The growth of informal settlements on wetlands and other marginal land in Cape Town is rooted in apartheid-era urban planning, which forced many into overcrowded townships or informal dwellings. Over time, informal settlements proliferated as a response to housing shortages, with many new arrivals settling wherever land was available, regardless of environmental suitability (Drivdal, 2016). People build on wetland areas because they are desperate and cannot afford to rent or live elsewhere. Often, they do not know it is a wetland until it is too late. Even when they do know, the desperation for shelter outweighs environmental concerns.

Layer upon layer of vulnerability - Consequences of Living on Wetlands

Flooding in informal settlements leads to stagnant, contaminated water pooling in and around homes, mixing with sewage and garbage. This creates significant health risks, especially for children, and disrupts daily life and economic activities. The lack of coordinated, community-scale adaptation means that each winter, the same settlements experience repeated flooding, with little progress toward sustainable solutions (Ziervogel et al., 2016). During the winter months, the government often distributes plastic sheeting for residents to place over their roofs. When flooding becomes extreme and attracts media attention, residents are offered temporary shelter in local community halls until water levels decrease. However, residents in Taiwan express frustration with these measures, arguing that they are insufficient to address the problem. Leaving one's home invites further poverty because it gives criminals an opportunity to steal belongings. Residents argue that relocation during floods deepens vulnerability, while authorities express frustration at communities "choosing" risky land, ignoring the structural forces behind these choices (Amnesty International, 2025; Ziervogel et al., 2016).

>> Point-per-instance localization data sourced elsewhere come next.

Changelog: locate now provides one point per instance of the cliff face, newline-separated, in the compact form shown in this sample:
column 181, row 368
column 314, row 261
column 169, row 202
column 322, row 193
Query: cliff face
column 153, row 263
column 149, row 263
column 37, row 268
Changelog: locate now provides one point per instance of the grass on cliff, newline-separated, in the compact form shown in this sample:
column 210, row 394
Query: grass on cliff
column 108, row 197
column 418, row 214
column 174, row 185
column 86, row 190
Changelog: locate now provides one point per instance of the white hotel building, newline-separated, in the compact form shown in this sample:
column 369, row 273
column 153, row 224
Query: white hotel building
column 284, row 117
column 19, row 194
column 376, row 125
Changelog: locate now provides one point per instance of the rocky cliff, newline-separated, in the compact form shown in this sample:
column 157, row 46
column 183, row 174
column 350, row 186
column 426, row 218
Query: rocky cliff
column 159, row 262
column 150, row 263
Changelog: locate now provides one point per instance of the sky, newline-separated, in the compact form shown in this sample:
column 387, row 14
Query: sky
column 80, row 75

Urbanization in Sub-Saharan Africa is rapidly degrading wetlands, which historically provided flood control, water purification, and biodiversity habitats (Mumuni et al., 2025). Drivers include population growth, economic development, infrastructure expansion, and migration, leading to sprawling urbanization and informal settlement growth. The impacts are severe: biodiversity loss, altered hydrology, increased flooding, water quality degradation, and livelihood disruption (Mumuni et al., 2025). Urban growth driven by housing shortages and governance failures has converted wetlands into high-risk zones, embedding flood vulnerability into the urban fabric. These housing shortages are evident in Taiwan, one of Khayelitsha's oldest informal settlements, where residents express immense frustration at being excluded from housing development projects. Some residents have lived there since 1987 and remain in the same area without formal housing. The consequences of living on wetlands in Taiwan are stark: the area where Mbulelo stays cannot have electricity installed due to its location, forcing residents to rely on informal connections. This reinforces economic vulnerability, as residents must pay for these illegal connections. Effective responses demand integrated land-use planning, wetland conservation, and community-driven adaptation strategies to reverse decades of ecological and social neglect.

Flooding aftermath in informal settlement

Mbulelo's story is not an isolated case.

It is a mirror reflecting the structural failures that shape life of informal settlement residents. People do not choose to live on wetlands; they are pushed there by poverty, housing shortages, and historical injustices. Each winter, flooding strips away dignity, security, and health, while government responses remain reactive and inadequate. Blaming residents for "choosing" risky land ignores the reality that for many, wetlands are the only spaces left in a city that has failed to provide equitable housing. Until integrated planning, wetland conservation, and inclusive housing policies become a priority, stories like Mbulelo's will continue to define urban life not by choice, but by necessity.